Earnings, as they are exuberantly trumpeted about by market mongers, mask a toxic picture of stagnation when it comes to the declining health of companies and of the US economy. The tax cuts provided an immediate double-impact boost to otherwise horrid EPS statistics by greatly reducing the number of outstanding shares and greatly reducing corporate taxes. In fulfillment of what I predicted for the Trump Tax Cuts, share buybacks have been hyuge. Trump has made buybacks great again!
If you want to read a surprisingly candid article about how the trickle-down tax cuts and repatriation of overseas income, past and present, have done nothing but contribute to stock buybacks and about how those buybacks are being used (exactly as I have said on The Great Recession Blog again and again) only to enrich executives and board members who are selling out their own companies, read the SEC Commissioner’s report here. The smart-money people are dumping at huge rates their own stocks in the companies they manage in order to get out!
Trade problems are over now!
Move along people. Nothing to see here. The trade war ended with Friday’s trade-deficit report.

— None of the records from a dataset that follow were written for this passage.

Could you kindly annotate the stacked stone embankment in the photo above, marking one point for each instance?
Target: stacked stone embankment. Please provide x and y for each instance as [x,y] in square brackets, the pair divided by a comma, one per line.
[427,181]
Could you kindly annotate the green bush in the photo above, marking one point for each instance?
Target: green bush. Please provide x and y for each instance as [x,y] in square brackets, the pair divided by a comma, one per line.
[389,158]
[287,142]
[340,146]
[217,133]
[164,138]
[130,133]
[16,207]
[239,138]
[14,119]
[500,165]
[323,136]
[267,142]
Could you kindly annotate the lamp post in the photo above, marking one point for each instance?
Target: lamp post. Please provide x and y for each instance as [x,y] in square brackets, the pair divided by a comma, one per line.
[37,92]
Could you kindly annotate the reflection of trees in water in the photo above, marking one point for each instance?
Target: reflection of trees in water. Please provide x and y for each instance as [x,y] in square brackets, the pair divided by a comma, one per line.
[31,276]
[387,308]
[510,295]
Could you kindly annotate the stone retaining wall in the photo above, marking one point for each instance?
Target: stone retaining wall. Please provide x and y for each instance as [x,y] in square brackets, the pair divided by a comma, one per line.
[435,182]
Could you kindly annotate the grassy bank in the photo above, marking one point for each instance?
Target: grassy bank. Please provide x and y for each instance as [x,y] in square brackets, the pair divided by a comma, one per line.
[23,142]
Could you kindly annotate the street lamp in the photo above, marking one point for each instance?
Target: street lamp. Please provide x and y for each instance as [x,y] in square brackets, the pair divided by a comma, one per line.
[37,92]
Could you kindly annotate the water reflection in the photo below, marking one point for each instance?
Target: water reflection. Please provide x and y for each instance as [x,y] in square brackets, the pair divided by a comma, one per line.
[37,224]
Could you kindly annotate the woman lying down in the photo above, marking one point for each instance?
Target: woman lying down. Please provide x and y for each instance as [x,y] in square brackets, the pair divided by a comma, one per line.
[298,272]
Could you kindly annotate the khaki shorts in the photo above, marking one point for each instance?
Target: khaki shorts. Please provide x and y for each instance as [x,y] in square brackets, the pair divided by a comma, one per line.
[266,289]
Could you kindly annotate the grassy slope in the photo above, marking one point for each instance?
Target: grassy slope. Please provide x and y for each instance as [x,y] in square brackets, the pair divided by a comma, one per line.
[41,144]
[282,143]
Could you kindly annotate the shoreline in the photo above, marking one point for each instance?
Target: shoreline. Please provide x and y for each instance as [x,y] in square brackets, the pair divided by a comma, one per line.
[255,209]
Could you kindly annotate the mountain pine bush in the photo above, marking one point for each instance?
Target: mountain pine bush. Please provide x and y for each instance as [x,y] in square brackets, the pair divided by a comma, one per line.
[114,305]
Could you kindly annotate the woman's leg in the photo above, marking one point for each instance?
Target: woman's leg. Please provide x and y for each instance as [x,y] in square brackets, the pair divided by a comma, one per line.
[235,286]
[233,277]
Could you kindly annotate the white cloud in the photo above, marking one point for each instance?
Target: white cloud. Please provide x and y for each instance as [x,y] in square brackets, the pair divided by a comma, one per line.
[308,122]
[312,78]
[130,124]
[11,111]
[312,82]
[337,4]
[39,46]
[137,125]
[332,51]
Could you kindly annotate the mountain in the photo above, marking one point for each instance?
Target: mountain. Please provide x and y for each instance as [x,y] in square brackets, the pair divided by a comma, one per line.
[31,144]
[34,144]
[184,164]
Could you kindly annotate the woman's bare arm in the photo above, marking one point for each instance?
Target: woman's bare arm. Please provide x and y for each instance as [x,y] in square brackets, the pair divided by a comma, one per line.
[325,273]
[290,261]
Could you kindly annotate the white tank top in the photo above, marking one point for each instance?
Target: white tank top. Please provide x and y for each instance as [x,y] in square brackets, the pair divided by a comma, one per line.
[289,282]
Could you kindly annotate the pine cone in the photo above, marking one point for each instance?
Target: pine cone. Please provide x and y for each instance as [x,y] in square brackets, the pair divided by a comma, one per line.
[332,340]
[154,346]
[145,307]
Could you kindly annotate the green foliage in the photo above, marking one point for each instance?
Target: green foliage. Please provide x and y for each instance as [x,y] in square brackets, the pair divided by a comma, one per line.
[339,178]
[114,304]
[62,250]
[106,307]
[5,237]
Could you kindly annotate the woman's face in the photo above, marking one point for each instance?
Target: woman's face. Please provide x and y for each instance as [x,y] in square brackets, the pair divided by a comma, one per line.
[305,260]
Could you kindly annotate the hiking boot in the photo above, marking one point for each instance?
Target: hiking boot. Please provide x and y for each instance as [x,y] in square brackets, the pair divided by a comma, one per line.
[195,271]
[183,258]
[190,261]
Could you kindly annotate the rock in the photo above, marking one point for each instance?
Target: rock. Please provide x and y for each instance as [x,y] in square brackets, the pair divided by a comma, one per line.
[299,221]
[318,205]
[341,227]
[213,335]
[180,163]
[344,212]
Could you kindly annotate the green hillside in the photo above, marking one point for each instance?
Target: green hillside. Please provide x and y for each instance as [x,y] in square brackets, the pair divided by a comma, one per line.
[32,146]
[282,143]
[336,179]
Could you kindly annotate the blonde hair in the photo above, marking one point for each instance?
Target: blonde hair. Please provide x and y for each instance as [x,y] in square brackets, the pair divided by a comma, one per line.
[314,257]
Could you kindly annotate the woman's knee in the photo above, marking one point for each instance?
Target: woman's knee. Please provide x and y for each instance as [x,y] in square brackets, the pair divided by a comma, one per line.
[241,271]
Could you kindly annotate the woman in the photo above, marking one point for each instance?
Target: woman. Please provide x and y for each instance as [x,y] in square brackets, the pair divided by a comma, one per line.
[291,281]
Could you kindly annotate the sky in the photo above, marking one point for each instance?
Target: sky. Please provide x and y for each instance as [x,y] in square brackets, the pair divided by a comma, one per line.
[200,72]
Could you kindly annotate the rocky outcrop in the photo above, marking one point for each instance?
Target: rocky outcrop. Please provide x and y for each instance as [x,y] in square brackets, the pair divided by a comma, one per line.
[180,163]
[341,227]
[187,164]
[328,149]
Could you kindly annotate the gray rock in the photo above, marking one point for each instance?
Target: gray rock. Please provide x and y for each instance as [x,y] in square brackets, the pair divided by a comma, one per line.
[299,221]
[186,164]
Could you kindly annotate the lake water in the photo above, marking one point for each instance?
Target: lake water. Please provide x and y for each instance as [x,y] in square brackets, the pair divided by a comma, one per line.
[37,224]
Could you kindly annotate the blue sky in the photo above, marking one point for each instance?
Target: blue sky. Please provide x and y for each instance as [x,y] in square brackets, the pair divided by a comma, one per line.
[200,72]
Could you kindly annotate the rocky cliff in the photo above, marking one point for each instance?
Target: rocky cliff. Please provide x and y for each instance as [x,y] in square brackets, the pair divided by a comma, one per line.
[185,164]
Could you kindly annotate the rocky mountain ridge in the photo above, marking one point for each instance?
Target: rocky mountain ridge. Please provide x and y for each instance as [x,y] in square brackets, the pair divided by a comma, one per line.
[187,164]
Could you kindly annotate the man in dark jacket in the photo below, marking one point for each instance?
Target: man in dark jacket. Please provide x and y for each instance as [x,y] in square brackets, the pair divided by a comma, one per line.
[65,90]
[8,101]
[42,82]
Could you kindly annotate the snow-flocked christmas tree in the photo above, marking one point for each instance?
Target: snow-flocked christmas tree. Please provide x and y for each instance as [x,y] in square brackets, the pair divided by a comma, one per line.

More good news that saved stock markets on Friday was that trade imbalances between China and the US have already corrected. We can declare “Mission accomplished!” The correction of the imbalance, however, was actually because Chinese industries were stocking up on American goods before China’s own tariffs hit. How does one pan that nugget of news out of the gravel? Simple: note that the big mover for the lowering of the US trade deficit with China in May was soy bean sales — one of the few areas where China has said they will add significant tariffs.
Yeah, that’s salvation! It simply means the trade imbalance will look so much worse in July and August when all Chinese buying of those goods stops because the prudent Chinese all stocked up enough in May and June to satisfy several months of soy-sauce production. Sales of those goods from the US to China were simply moved forward as a way to avoid the cost of tariffs, which you’ll see reported in August (for July) and in September. Nobody in the financial media wrote that, of course; but it didn’t take much shaking out for me to figure it out, and that’s why I do my writing — to report what others do not say by thinking about what others do not think.